I appreciate your help,
03-30-2016 09:27 AM
I realize that you provided pseudocode, but it looks like you are putting v1-v18 in both the MODEL and RANDOM statement. An effect is either FIXED or RANDOM, so make sure your real code models those variables in one way or the other.
03-30-2016 01:50 PM
Thanks a lot for your comments,
Actually, I am using some of my fixed effects as random variables to capture variability between subjects. I am not using all the fixed variables as random varaible (V1..V18 in random effects and in fixed effects are not exactly the same). I have the convergence problem, and I have used different options to solve this problem (like changing pconv, gconv, ... using other methods like LAPLACE,and..). I could make it converge; but, the z score are infinite for some variables which is probably due to colinearity and the zero error!
You have provided a document to solve the convergence problem with GLIMMIX. I tried everything in this document; but, still I am either having the convergence problem or results which don't make sense to me.
I appreciate any help
03-30-2016 01:57 PM
Given all that you have tried, I fear that it is a collinearity problem--and if the random effects are collinear, or nearly collinear, then you may not have enough data to distinguish them, with the resulting 0's and infinities and all the rest of the problems associated.
The other possibility is quasi-complete separation, but with only 2 class variables, this may not be the case. What does the cross-tabulation for v10*v13*y look like?
03-31-2016 10:53 AM
Interesting point, @lvm. So let's suppose there are 100 (well 98) different continuous random effects where you are estimating a random slope, and that none of these are correlated (best case) and that you have a minimum of 3 points to estimate each slope. Is the minimum number of modeled events over each of the 100 random effects at least 150 (50 events times 3 points)? If not, there may be algorithmic problems.

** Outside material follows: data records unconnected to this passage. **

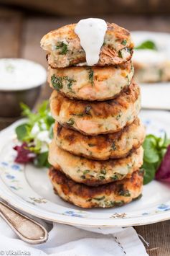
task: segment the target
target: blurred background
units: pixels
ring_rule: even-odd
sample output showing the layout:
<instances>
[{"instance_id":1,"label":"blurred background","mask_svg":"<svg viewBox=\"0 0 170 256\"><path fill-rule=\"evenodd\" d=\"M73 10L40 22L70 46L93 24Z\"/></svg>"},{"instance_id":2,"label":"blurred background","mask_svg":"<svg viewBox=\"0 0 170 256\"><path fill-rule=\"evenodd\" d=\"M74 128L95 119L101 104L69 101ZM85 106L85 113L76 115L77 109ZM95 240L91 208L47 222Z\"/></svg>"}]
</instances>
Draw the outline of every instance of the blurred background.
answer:
<instances>
[{"instance_id":1,"label":"blurred background","mask_svg":"<svg viewBox=\"0 0 170 256\"><path fill-rule=\"evenodd\" d=\"M169 14L169 0L0 0L0 58L27 58L47 69L39 41L52 30L96 17L131 31L170 32ZM46 85L38 102L49 94Z\"/></svg>"}]
</instances>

Is there any way at all to eliminate some of the random effects by converting to events/trials syntax, and consolidating over the random effects that may not be as interesting?
03-31-2016 05:07 PM
Thanks so much for your comments,
I think Steve's point about the colinearity between my variables is true. I think the reason for singularity problem and getting infinite values for z scores is the colinearity between v10, v13, and y. Of course, I have used the interactions of v13 with some other variables, and probably some interactions are colinear with v10 and y. Now, I see why scaling some variables creates the singularity and infinite z scores problems, because it makes their interactions with v13 be more correlated with y when they are scaled. Am I right?
Also, I have used 8 continuous variables as random effects, and the rest of them are binary variables (not dummy though).
Do you have any suggestions to solve this problem and get reasonable responses?
04-01-2016 12:29 PM
That last part sounds like quasi-separation--once the categories are ignored for these variables, responses are no longer segregated into levels such that a level has only a single outcome. So it comes down to that 3-category variable in all likelihood.